To była pierwsza impreza kiedy skorzystałem z darmowego noclegu zapewnianego przez organizatora. Ma to swój klimat, a na Chudym Wawrzyńcu była to naprawdę super sprawa. Można było pogadać, po integrować się i wczuć w atmosferę nadchodzącego biegu razem z współtowarzyszami niedoli :)
3..2..1..START!
Wieczorem nie było za dużo spania, bo położyłem się spać ok 22, a trzeba było już być na nogach koło 1-2 w nocy. Oczywiście odpowiednio wcześniej przygotowałem sprzęt, tak aby rano tylko skorzystać z toalety, zjeść coś w ramach „śniadania” i być gotowym na transport na miejsce startu. Startowaliśmy w niedaleko oddalonej od Ujsoł – Rajczy, a dokładniej z amfiteatru.

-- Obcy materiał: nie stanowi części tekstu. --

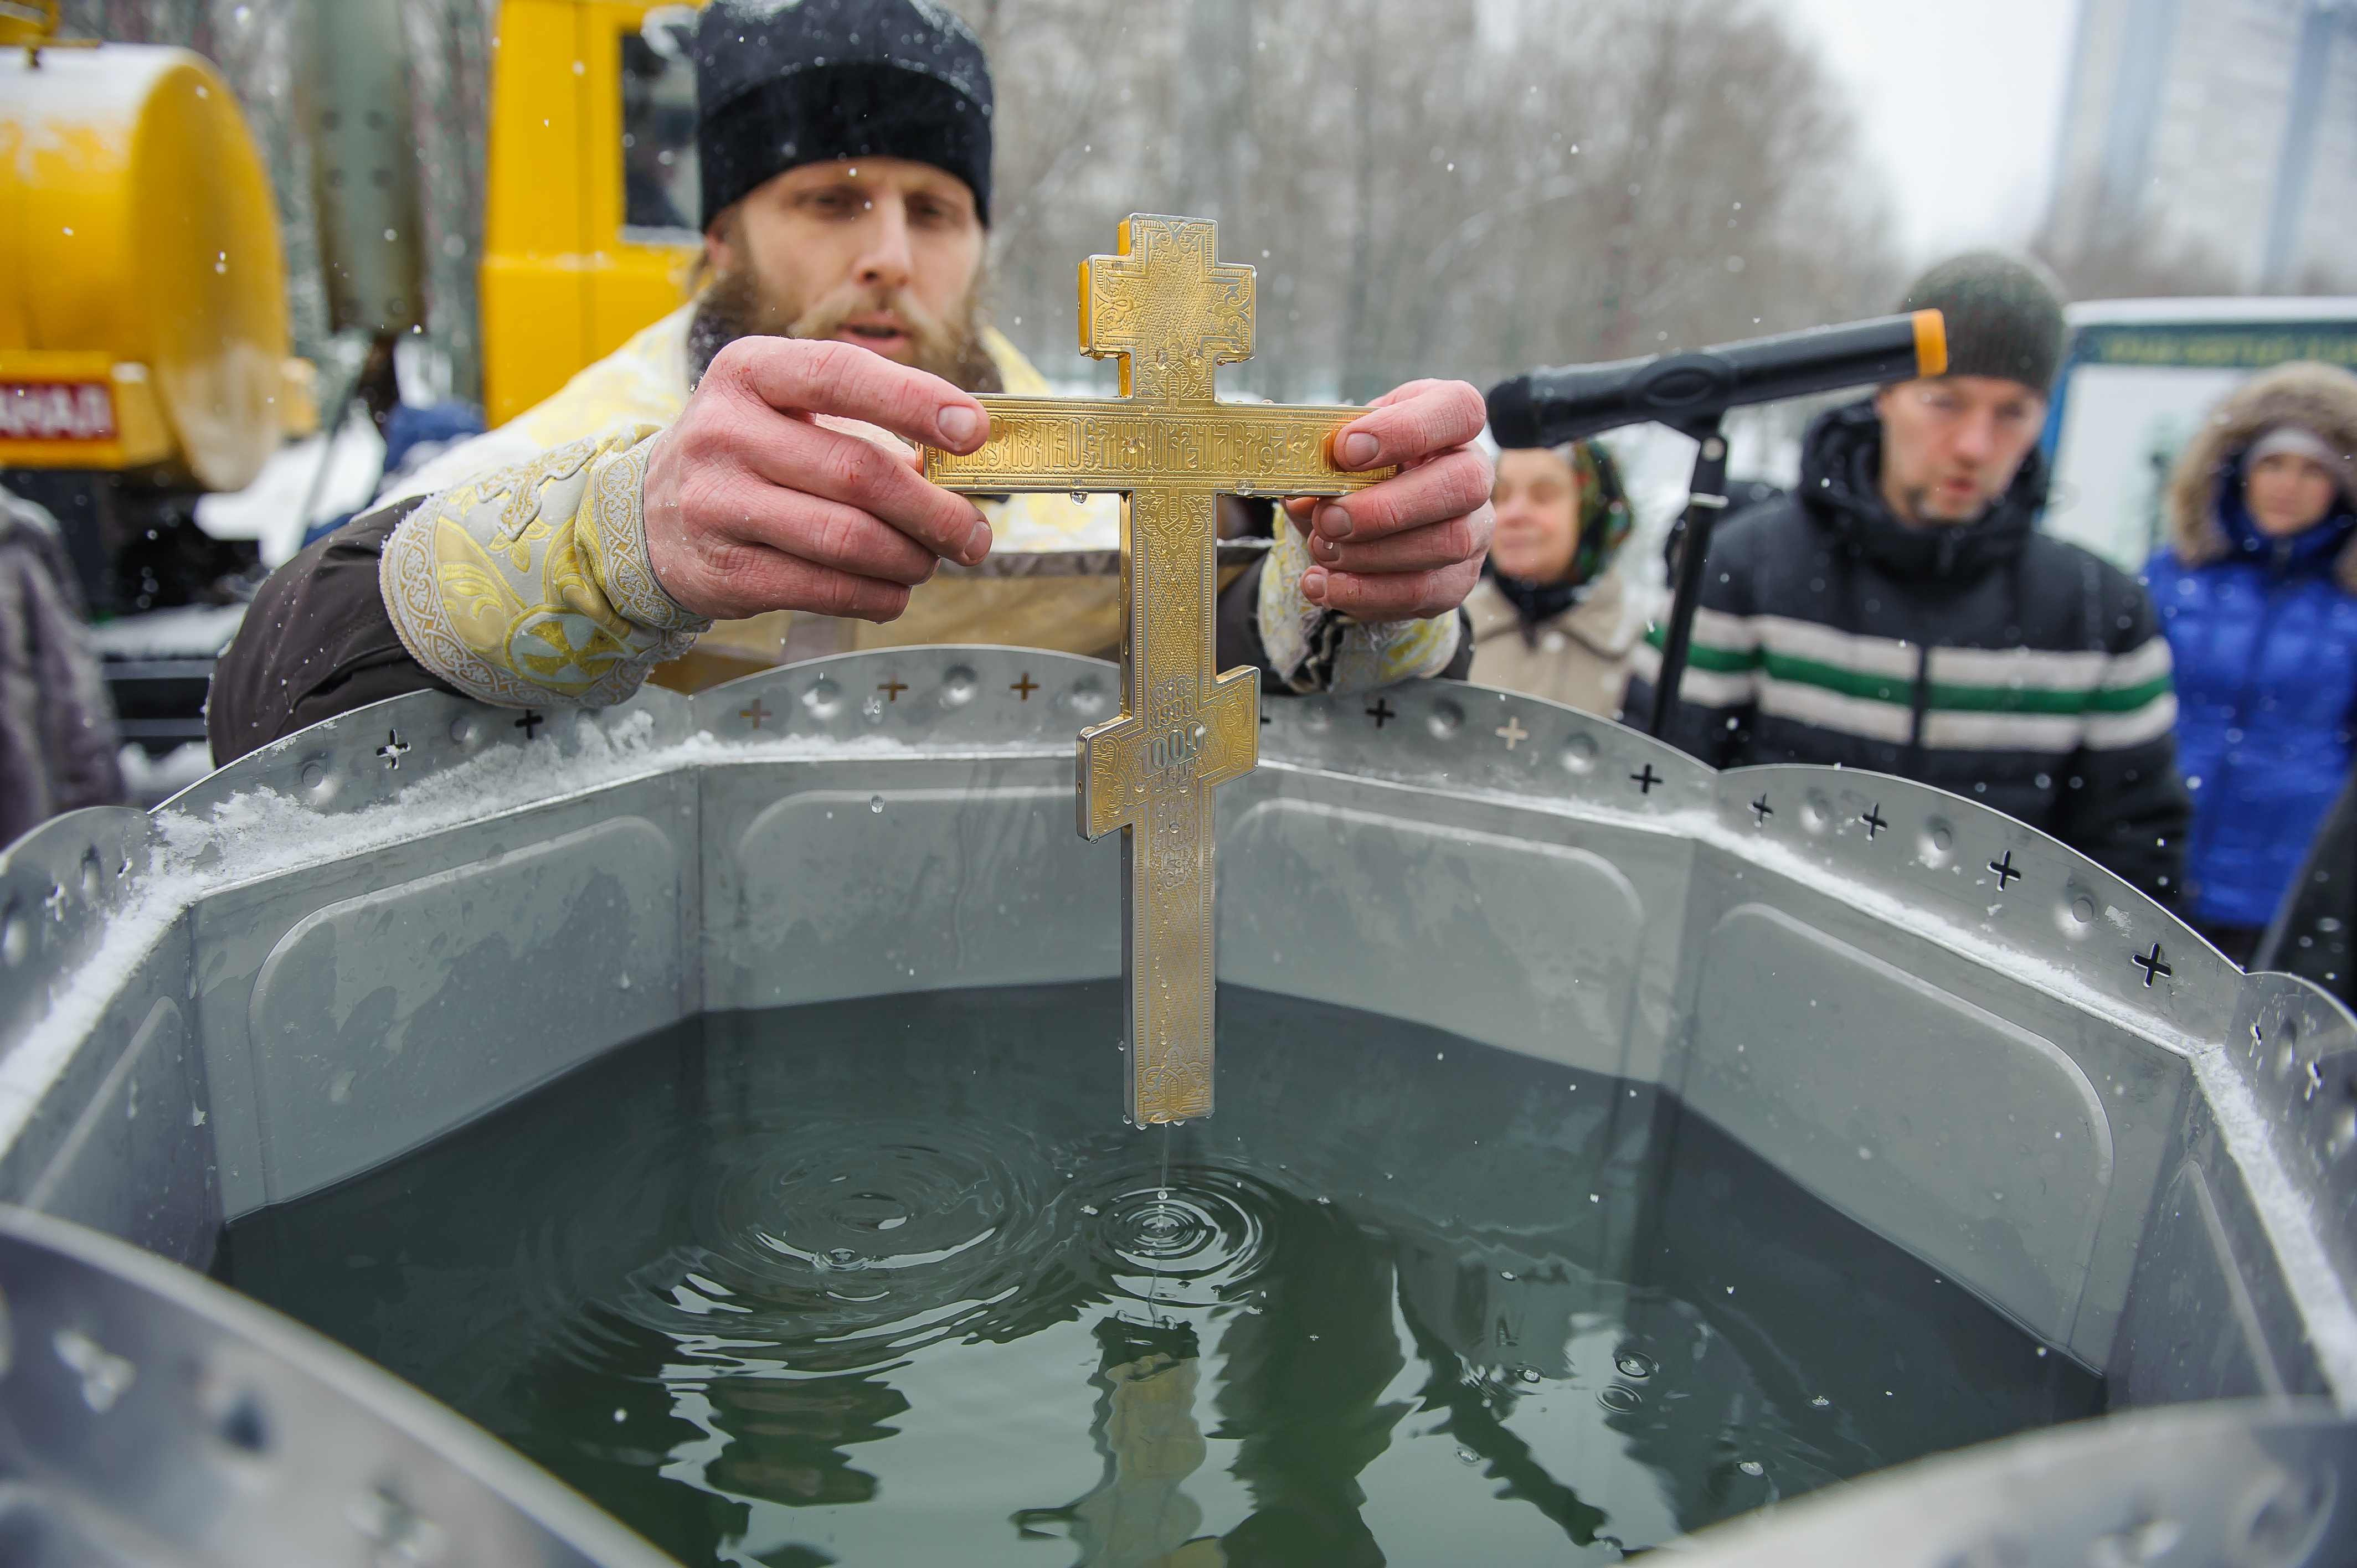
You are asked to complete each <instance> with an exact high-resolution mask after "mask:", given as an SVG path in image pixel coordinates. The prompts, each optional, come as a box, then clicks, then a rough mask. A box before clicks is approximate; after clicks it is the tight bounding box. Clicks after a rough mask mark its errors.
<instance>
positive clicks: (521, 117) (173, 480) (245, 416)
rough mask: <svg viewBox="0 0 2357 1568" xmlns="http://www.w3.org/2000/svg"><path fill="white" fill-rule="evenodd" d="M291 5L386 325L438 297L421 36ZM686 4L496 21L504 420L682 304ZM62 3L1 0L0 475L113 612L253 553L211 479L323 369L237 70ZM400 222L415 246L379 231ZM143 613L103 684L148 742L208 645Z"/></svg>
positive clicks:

Początkowo małe przemówienie bodajże burmistrza? oraz organizatorów. Rozgrzewka, sprawdzenie sprzętu, ostatnie zagrzewanie do walki i wystrzał startera! Założeniem było aby się trzymać razem z Rafałem i Januszem, ponieważ dla Janga to nie było pierwsze ultra, a Magda chciała pobiec swoim tempem.
Początek biegu to asfaltowe drogi gdzie trzeba biec spokojnie bez pośpiechu, aby nie spalić się na kolejnych kilometrach. Pierwsze podejścia wszystko mogą zweryfikować. Biegliśmy tak ok. 10 km aż do momentu… zgubienia trasy. Pobiegliśmy za tłumem i dopiero po ok 3 km tłum zorientował się, że jest coś nie tak. Na trasie był popularne „faworki” z taśmy, które wyznaczały przebieg trasy. Ktoś chciał dzwonić do organizatorów, ale w końcu wg mapy cofnęliśmy się i trafiliśmy z powrotem na dobre tory. Przez ten 'incydent’ w sumie nadrobiliśmy ponad 5 km.
Pogoda i dalszy bieg
Prawie od początku padał deszcz. Stopniowo zwiększając swoją intensywność, aż do skrajnych momentów gdzie była ściana deszczu. Tego dnia było raptem 5-6 stopni Celsjusza. Nie było przyjemnie i tak walczyliśmy z pogodą aż do punktu odżywczego, który był dla mnie i Rafała zbawczy (Janusz czuł się na siłach by biec szybciej i powalczyć z trasą 80+ więc się odłączył, a my biegliśmy we dwóch). W punkcie dopisywały nam humory mimo, że był ziąb i lekko opadliśmy z sił. Byliśmy tam prawie 40 minut, ale było warto. Była wspaniała gorąca herbata, podjedliśmy trochę i kombinowaliśmy co zrobić aby było cieplej na trasie. Ostatecznie wykonaliśmy sobie t-shirty z folii NRC pod kurtki, tak aby kumulować ciepło. Z resztek folii zrobiliśmy pseudo-rękawiczki :)
Aha, muszę jeszcze odnotować fakt, że idealnie przy dobiegnięciu do punktu odżywczego wyszedł dystans maratonu, który pokonałem pierwszy raz w życiu!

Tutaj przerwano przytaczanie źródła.